Atmospheric Chemistry
Environmental Science
Air Quality Monitoring

Background:

Ground-level ozone (O₃) formation in the Southern Hemisphere is poorly understood due to scarce long-term observational data.
Existing research highlights the complexity of ozone chemistry, influenced by precursors like nitrogen oxides (NO_x) and volatile organic compounds (VOCs).

Purpose of the Study:

To analyze a decade of ground-based measurements of O₃ and its precursors in eastern Australia.
To investigate the factors controlling daytime O₃ formation regimes and trends in the Southern Hemisphere.
To assess the influence of different air mass types on pollutant concentrations.

Main Methods:

Analysis of continuous ground-based measurements of O₃, formaldehyde (HCHO), nitrogen dioxide (NO₂), and benzene, toluene, and xylene (BTX) from 2011 to 2020.

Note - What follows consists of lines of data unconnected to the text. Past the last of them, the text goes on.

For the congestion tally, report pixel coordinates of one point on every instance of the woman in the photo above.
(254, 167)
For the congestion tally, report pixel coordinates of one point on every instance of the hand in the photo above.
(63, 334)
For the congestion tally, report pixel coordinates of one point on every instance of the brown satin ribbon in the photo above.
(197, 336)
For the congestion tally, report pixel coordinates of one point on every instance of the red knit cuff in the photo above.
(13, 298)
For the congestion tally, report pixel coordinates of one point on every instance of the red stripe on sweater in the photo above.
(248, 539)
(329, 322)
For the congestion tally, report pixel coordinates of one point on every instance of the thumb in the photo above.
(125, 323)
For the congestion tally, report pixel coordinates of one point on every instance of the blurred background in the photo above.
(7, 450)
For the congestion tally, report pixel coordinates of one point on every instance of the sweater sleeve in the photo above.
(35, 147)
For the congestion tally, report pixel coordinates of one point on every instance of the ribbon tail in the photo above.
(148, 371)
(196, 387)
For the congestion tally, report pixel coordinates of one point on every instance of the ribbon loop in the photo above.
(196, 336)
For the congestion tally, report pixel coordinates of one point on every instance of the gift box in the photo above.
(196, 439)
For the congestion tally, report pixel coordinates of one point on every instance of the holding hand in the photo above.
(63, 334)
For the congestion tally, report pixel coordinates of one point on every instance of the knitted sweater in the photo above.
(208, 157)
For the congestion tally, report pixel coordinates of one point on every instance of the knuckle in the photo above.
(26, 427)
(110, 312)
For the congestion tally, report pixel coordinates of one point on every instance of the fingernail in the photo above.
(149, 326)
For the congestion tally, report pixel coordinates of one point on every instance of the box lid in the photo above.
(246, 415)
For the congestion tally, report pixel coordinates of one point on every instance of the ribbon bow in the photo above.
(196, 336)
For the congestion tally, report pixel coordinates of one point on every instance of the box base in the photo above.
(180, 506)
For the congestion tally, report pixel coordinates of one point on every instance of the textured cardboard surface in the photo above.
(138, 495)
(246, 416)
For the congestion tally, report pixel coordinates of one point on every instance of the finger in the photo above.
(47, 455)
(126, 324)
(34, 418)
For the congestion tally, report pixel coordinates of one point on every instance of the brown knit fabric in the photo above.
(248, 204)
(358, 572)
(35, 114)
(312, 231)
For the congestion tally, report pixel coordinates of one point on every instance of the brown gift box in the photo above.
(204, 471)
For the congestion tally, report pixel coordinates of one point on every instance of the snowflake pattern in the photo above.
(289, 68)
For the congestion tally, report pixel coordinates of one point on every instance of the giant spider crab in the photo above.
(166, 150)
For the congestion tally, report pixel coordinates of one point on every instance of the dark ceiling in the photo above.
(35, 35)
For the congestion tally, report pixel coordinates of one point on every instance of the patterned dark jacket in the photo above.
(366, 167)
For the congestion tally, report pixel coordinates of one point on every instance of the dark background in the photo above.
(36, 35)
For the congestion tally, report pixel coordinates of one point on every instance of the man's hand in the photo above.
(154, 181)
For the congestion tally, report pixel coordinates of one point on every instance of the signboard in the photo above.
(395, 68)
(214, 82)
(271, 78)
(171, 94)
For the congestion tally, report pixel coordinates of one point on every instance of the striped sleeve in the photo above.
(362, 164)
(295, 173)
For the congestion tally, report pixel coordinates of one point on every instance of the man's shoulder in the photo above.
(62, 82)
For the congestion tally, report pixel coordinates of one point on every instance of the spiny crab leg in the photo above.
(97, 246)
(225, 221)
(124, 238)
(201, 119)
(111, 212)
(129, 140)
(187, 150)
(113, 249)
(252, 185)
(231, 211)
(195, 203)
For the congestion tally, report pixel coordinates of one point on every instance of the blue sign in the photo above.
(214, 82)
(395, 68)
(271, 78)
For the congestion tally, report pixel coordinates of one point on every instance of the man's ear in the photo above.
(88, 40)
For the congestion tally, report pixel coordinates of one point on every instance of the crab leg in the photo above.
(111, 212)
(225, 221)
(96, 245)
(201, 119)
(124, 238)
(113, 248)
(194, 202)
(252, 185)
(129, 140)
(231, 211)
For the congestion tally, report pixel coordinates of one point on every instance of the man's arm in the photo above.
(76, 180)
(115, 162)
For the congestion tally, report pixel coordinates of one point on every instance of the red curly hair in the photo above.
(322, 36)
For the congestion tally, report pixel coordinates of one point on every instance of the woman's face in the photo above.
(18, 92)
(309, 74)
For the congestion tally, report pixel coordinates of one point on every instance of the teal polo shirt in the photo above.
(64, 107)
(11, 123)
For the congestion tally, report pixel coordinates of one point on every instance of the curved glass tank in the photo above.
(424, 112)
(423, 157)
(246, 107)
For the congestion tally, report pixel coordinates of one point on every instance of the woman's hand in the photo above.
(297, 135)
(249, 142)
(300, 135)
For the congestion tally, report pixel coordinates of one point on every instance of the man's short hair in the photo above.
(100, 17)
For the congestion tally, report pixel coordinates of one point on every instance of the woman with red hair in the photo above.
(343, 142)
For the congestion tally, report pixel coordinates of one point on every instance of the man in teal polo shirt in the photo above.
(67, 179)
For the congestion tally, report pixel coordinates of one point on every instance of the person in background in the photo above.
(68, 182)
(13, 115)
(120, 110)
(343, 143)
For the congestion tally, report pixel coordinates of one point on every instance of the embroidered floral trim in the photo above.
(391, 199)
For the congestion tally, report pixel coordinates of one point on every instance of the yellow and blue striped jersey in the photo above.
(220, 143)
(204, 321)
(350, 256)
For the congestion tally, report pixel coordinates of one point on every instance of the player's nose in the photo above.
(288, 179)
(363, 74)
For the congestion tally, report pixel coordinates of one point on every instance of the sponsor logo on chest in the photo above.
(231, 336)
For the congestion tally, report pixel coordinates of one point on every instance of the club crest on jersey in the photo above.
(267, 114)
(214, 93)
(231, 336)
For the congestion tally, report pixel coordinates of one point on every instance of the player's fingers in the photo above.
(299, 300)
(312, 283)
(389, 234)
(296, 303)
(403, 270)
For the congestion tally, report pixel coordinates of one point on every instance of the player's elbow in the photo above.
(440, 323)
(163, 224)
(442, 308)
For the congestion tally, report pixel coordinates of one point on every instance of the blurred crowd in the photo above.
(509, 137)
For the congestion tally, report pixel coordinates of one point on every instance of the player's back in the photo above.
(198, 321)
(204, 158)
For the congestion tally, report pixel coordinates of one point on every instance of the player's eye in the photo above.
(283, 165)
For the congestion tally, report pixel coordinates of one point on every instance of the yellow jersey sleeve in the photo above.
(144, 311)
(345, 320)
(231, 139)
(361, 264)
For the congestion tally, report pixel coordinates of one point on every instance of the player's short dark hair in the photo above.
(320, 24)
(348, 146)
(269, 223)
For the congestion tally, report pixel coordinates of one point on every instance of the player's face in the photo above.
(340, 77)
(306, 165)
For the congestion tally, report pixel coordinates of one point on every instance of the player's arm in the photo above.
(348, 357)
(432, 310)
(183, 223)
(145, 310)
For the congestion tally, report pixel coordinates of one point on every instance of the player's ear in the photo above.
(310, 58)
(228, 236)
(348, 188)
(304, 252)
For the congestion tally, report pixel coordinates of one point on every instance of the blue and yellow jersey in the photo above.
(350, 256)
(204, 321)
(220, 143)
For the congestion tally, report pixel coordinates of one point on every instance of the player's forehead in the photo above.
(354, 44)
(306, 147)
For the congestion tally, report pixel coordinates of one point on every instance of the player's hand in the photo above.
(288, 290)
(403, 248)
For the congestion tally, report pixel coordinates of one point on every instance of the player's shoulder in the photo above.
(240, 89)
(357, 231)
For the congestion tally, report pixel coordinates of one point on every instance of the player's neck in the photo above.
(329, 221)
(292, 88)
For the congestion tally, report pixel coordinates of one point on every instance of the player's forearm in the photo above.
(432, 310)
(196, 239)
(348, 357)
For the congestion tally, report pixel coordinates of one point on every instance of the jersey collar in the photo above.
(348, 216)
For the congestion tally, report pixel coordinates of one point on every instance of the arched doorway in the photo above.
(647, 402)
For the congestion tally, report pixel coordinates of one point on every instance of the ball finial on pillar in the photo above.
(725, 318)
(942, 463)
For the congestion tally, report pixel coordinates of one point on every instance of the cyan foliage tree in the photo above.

Statistical trend analysis of pollutant concentrations.

Determination of ozone formation regimes using the formaldehyde-to-NO₂ ratio (FNR) and assessment of air mass influences.

Main Results:

A statistically significant upward trend in HCHO was observed at Memorial Park (0.19 ppb yr^-1).
Land-influenced air masses significantly enhanced concentrations of O₃, HCHO, NO₂, and BTX compared to sea-influenced masses.
Daytime O₃ formation was predominantly in the volatile organic compound (VOC)-limited regime at both sites, with HCHO (from primary emissions indicated by BTX) controlling the monthly FNR.

Conclusions:

Long-term in situ measurements are crucial for understanding ground-level O₃ formation dynamics in data-limited regions.
Formaldehyde, originating from primary emissions, plays a dominant role in controlling ozone formation in eastern Australia.
Findings provide valuable insights for future ozone research and mitigation strategies in the Southern Hemisphere.